Snaturati i partiti politici deviandone la funzione, con la trasformazione della rappresentanza politica in investitura del capo, ogni frammento di sovranità popolare sarà assorbito dalla personalizzazione del potere che potrà rassicurare così il moloc della governabilità per la stabilità e la continuità dell’esistente.

La controrivoluzione del capitale, iniziata in Occidente quarant’anni fa si compie nel più fragile degli stati d’Europa, l’Italia, che espone un sistema politico privatizzato e la Costituzione contestata. Delle due ipotesi che Asor Rosa prospetta come l’effettivo disegno politico di Renzi, credo che la seconda sia la più probabile. È già tutta nel progetto istituzionale che ha proposto e che persegue con ostentata intransigenza. Anche con motivata sicurezza.

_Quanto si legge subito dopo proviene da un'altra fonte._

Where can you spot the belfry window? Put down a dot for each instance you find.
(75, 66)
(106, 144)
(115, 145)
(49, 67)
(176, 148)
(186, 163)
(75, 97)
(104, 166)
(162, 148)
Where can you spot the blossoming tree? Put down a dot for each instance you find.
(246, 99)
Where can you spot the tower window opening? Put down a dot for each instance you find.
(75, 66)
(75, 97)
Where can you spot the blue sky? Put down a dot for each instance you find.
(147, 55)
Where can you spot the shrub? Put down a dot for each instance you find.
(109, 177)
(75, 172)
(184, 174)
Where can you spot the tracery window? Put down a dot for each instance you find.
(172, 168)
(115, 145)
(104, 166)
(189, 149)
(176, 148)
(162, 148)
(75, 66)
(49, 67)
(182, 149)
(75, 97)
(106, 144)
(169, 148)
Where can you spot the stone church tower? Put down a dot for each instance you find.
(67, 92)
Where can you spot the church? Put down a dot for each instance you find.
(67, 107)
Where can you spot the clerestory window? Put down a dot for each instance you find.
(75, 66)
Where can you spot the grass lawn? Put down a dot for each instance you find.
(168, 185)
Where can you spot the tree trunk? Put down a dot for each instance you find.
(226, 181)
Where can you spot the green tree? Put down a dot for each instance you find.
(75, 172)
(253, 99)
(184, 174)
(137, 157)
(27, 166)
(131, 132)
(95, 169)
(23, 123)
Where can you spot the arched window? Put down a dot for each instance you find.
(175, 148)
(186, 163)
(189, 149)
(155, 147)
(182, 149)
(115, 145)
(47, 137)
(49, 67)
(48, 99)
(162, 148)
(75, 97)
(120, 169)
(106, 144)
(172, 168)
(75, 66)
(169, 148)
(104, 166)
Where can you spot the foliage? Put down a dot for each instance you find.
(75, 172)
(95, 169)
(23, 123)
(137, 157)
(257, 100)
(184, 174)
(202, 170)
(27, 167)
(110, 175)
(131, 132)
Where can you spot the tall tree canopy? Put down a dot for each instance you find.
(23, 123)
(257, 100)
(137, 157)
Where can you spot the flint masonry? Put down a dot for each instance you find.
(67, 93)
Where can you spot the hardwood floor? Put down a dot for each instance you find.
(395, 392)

C’è una invarianza nella storia d’Italia, è quella del trasformismo con vocazione per l’autoritarismo. Solo nel Parlamento italiano fu praticato l’uno ed è proprio in Italia che sbocciò quella forma di governo autoritario che, diffusasi nella prima metà del secolo scorso in tutta Europa, fu poi debellata, a metà di quel secolo, con la vittoria della democrazia. A proposito di regime autoritario va riferita una constatazione. L’anno scorso, nella commissione dei «saggi», chiamati a indicare la forma di governo da sostituire a quella vigente, fu mescolato un intruglio e lo si chiamò governo «parlamentare del primo ministro». L’aggettivo «parlamentare» era appiccicato con lo sputo. La contraddizione interna alla formula si stagliava con un’evidenza solare. Non ci si accorse, o non si sapeva, che proprio col nome di «governo del primo ministro» fu definita la forma di governo instaurata dal fascismo. Renzi la sta ammodernando, con l’autoritarismo elettivo.

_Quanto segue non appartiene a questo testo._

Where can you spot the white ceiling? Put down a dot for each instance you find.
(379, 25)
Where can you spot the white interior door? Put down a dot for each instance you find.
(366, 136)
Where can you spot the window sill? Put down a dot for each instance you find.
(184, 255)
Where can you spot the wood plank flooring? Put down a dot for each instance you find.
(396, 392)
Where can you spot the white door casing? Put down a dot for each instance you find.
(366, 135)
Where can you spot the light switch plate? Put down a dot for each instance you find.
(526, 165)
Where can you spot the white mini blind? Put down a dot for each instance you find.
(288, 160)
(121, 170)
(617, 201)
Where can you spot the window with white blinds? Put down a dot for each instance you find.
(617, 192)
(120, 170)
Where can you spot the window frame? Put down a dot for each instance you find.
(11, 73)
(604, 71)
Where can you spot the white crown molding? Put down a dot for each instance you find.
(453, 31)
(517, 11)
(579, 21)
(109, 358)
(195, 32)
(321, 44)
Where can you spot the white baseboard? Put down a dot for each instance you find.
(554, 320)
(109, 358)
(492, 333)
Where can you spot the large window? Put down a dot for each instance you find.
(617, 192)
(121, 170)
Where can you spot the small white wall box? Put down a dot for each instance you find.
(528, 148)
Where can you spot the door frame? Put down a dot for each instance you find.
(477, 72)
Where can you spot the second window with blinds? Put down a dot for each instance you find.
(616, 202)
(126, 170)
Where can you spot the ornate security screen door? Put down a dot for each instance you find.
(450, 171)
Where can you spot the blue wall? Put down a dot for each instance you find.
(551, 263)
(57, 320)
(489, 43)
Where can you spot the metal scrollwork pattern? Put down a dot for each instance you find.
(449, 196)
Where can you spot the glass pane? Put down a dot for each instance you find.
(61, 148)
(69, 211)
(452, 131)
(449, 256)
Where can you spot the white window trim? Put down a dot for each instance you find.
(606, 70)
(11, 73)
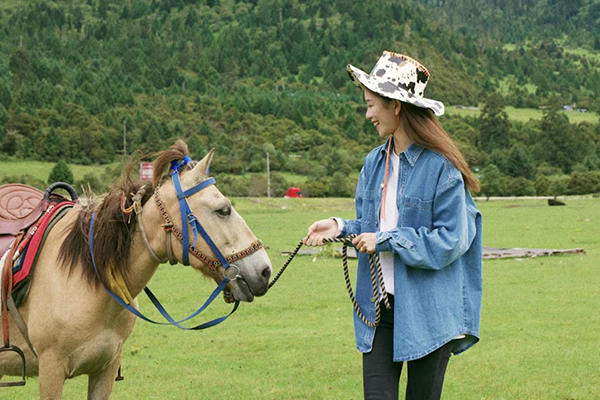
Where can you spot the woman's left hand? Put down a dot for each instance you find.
(365, 242)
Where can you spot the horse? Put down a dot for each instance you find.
(74, 325)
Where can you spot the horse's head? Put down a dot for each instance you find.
(249, 266)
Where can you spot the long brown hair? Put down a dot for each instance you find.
(424, 129)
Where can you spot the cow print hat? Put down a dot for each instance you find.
(399, 77)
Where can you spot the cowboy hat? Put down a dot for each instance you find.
(399, 77)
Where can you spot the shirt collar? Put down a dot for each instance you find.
(411, 154)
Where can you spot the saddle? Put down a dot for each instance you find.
(24, 211)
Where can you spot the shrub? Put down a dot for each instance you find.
(61, 173)
(584, 182)
(520, 187)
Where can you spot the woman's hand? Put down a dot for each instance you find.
(325, 228)
(365, 242)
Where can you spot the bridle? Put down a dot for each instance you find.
(190, 220)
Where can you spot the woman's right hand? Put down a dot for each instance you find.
(325, 228)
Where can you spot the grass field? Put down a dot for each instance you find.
(539, 331)
(526, 114)
(41, 170)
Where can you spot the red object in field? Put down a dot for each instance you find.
(293, 192)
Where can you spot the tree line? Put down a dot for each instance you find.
(86, 80)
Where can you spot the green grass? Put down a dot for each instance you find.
(539, 319)
(41, 170)
(526, 114)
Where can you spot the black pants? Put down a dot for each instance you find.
(381, 374)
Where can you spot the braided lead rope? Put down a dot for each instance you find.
(376, 273)
(285, 265)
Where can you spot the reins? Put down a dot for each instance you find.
(376, 277)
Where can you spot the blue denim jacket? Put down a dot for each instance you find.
(438, 254)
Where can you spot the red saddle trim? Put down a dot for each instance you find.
(34, 238)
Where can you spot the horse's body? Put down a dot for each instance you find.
(75, 326)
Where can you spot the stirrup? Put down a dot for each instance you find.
(23, 370)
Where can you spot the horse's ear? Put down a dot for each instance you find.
(201, 170)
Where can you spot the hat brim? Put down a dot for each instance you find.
(387, 89)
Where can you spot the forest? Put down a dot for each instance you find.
(91, 81)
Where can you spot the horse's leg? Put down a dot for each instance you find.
(100, 383)
(51, 377)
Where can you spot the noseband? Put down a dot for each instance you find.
(188, 216)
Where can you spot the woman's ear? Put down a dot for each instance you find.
(397, 107)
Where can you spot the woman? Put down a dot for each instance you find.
(413, 207)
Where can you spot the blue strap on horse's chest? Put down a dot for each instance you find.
(157, 303)
(187, 217)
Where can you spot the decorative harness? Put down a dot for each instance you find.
(190, 219)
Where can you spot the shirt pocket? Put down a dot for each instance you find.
(417, 213)
(368, 208)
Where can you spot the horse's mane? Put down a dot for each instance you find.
(113, 229)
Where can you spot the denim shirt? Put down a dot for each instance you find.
(437, 249)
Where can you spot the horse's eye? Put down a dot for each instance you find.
(224, 211)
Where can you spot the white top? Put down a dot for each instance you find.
(390, 222)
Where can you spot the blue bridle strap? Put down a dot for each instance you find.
(187, 217)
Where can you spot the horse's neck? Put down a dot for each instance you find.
(143, 266)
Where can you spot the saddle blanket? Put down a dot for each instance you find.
(28, 249)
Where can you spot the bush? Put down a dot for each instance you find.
(61, 173)
(92, 182)
(542, 186)
(25, 180)
(584, 182)
(521, 187)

Già per combattere questi disegni via via che si attuino, è incontestabile la necessità di un partito. Credo che prima ancora di decidere da come farlo nascere, se dall’alto, dal basso, dai fianchi, sia necessario un programma. La cui qualità è decisiva. Deve essere netto, chiaro, univoco, immediatamente comprensibile. Deve esplicitare chi è, dov’è il nemico, definendolo come tale e chiamandolo per nome. Dovrà dire quindi che il nemico è il neoliberismo, la forma contemporanea del capitalismo, responsabile sicuro del precariato permanente, della disoccupazione stagnante, della miseria crescente. Quel neoliberismo che si pone come imperativo delle politiche degli stati d’Europa perché è non soltanto il principio fondante di questa Europa, ma ne è anche l’obiettivo, ne è il presente e vuole e potrebbe esserne il futuro. È scritto nel Trattato sul funzionamento dell’Ue come suo vincolo, sia funzionale che di scopo. Lo si legge agli articoli 119 e 120. È l’economia di mercato aperta ed in libera concorrenza. Si dovrà dire subito che è a quell’altezza sovranazionale che si combatte il neoliberismo, ove si è collocato e da dove si diffonde negli stati per dominare efficacemente, direttamente e mediatamente, tutti i rapporti umani del Continente.

Vengo al concreto.

Una entità a sembianza di stato, come l’Ue, non può delegare il potere ai mercati affermandone l’autoregolazione. Deve riassumerlo tutto intero per esercitarlo sui mercati. Non può attribuire ad un organo esecutivo dei trattati vincolato solo ad essi, l’iniziativa esclusiva di ogni atto normativo, di ogni politica dell’Ue. Non può camuffare la quota di sovranità esercitata dai governi degli stati-membri nella indistinguibile composizione della collegialità per immunizzarli dalla responsabilità politica nei confronti dei rispettivi parlamenti e dei rispettivi popoli. Quella collegialità che elude le domande della democrazia e comprime i diritti sociali, garantendo i profitti. Renzi propone flessibilità delle norme dei trattati. Chiacchiere. Non le vuole cambiare. Le accetta. Accetta il fiscal compact, l’architettura istituzionale dell’Ue, il suo principio fondante. Accetta il deficit democratico formale e sostanziale di questa Europa.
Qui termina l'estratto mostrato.